I can't write this like it happened to someone else, though. This is mine.

Do you remember it, Alex? Do you remember what you thought when I walked out in that ridiculous lingerie, skinny and shaking? I didn't want you to look at me.

When I came towards you, you were sitting on the couch, rubbing the petals of a flower between your fingers. I asked you why lilies, but I don't think you answered me. You never told me why. Do you remember why?

God, Alex, you're right. My memory is strange. I try to fill in the gaps when I'm writing, but there's so much I've lost. Sometimes I don't know where the truth ends and my imagination begins. I want to recapture every moment of that night, to hold it and cherish it and relive it again and again, but all I've got are snapshots- small remnants of conversations and touches and looks.

I remember that you asked me if I was sure, more than once. If I was sure I wanted to wear skimpy lingerie in front of you, if I was sure I wanted you to kiss me, if I was sure I wanted to be touched. I wasn't sure, Alex, but my body was. I was on fire, flushed and fevered, from the moment you laid your hungry eyes on me in that thing.

I remember that when you did touch me, it hurt. It hurt, Alex. It had been so long...I hadn't even touched myself since Oron's first foul violation of my body. I told you that, and I think you looked very sad. I didn't understand why at the time, but I think I do now.

I told you I wanted to feel good again, not like a whore. You told me I wasn't, that I never had been, but that's not true and we both knew it. Still, your words, your kindness, reminded me that even if I had been a whore it didn't have to be like that. You reminded me that sex can be beautiful and good and meaningful, that it didn't have to be used as currency. It didn't have to be a chore. My body was a gift, to be given to the person I loved. Not a tool, not a burden. I'd been brainwashed, and I was only just beginning to realize the truth.

You felt young, full of life and vigor and everything else my life had been missing for so very long. You reminded me that I was young too, that I'd been letting myself grow old before my time.

Your kisses were like a drug, like life's breath.

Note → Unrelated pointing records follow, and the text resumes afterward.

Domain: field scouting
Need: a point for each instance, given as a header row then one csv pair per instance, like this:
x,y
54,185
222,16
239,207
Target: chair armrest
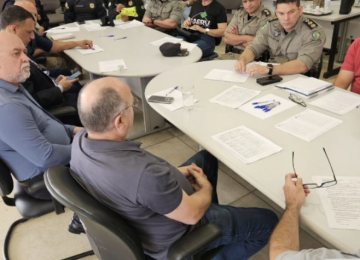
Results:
x,y
34,184
63,111
193,242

When I was naked, you said, "You look good, Rita," and I believed you. You wanted me. You loved me. It didn't matter that you'd only said it once, under duress. I could feel it in the way you ran your fingers delicately over my chest, could hear it in your uneven, ragged breathing, could see it in the crease in your forehead as you struggled to maintain control.

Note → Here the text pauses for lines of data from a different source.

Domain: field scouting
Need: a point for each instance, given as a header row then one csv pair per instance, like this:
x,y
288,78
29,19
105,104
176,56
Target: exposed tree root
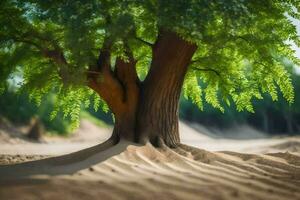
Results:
x,y
66,164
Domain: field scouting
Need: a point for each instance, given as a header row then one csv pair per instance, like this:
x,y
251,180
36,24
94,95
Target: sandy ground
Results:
x,y
265,168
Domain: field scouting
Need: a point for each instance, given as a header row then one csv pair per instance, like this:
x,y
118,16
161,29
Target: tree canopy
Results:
x,y
241,46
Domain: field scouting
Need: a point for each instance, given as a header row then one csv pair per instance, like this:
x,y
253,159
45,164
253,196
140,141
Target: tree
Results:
x,y
135,56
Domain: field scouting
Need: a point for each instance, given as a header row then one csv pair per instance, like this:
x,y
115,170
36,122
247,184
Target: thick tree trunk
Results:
x,y
158,109
149,110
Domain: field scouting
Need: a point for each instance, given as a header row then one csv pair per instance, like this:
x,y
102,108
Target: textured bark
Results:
x,y
149,110
158,109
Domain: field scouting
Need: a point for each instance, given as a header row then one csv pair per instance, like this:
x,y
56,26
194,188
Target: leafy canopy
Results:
x,y
241,45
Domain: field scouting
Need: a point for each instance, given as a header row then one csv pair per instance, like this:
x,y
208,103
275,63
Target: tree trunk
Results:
x,y
157,117
148,110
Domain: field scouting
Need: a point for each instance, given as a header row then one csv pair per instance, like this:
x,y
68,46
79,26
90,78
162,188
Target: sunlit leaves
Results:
x,y
241,45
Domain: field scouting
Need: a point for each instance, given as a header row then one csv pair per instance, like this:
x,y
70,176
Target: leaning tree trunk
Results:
x,y
148,110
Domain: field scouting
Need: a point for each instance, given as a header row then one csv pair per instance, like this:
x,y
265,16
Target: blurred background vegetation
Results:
x,y
270,117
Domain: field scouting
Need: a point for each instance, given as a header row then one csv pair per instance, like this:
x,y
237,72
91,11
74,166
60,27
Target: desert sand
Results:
x,y
265,168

You asked me if I remembered now, how good it was between us. You asked me like I'd ever forgotten, like I could forget. I hadn't forgotten, Alex. I promise you. I always remember, and it's haunted me whenever we've been apart. No matter what I've said or done to you, I've always remembered how good we are, how good we can be.

When you were finally inside me again...oh, Alex, how can I even explain it? I don't think that I can. I know that you're hoping to read an explicit account, something hot and exciting, but I honestly can't remember the positions or the motions or anything really aside from the way you made me feel. You made me feel cherished and loved, safe and beautiful. And you made me hot, Alex. You know you always have. You brought me back to life.

You filled me with hope You made me forget, just for a few hours, that our lives were out of our control and that our future was forever hovering, like a malicious phantom in the background.

I hate them, Alex. I hate them for taking the promise of that moment and crushing it like a sick little bug. I hate them for everything they did to you, for everything I did to you. I know that I'm to blame for many things. Please don't think that I don't. But sometimes, sometimes I wonder...

What if we'd been born into another life? If our souls had met, but our bodies had been different? I truly believe that we would still share the purity, the sense of perfect union that we had on that night. And maybe there wouldn't have been so much pain, so much division.

So much has happened since that night, so many terrible terrible things. I never thought we'd get that back, Alex. I never thought we'd be innocent again, that we'd be able to start fresh.

Maybe we never will, but looking at you now, sleeping on a couch in the middle of Starbucks, trusting me, I hope that we can.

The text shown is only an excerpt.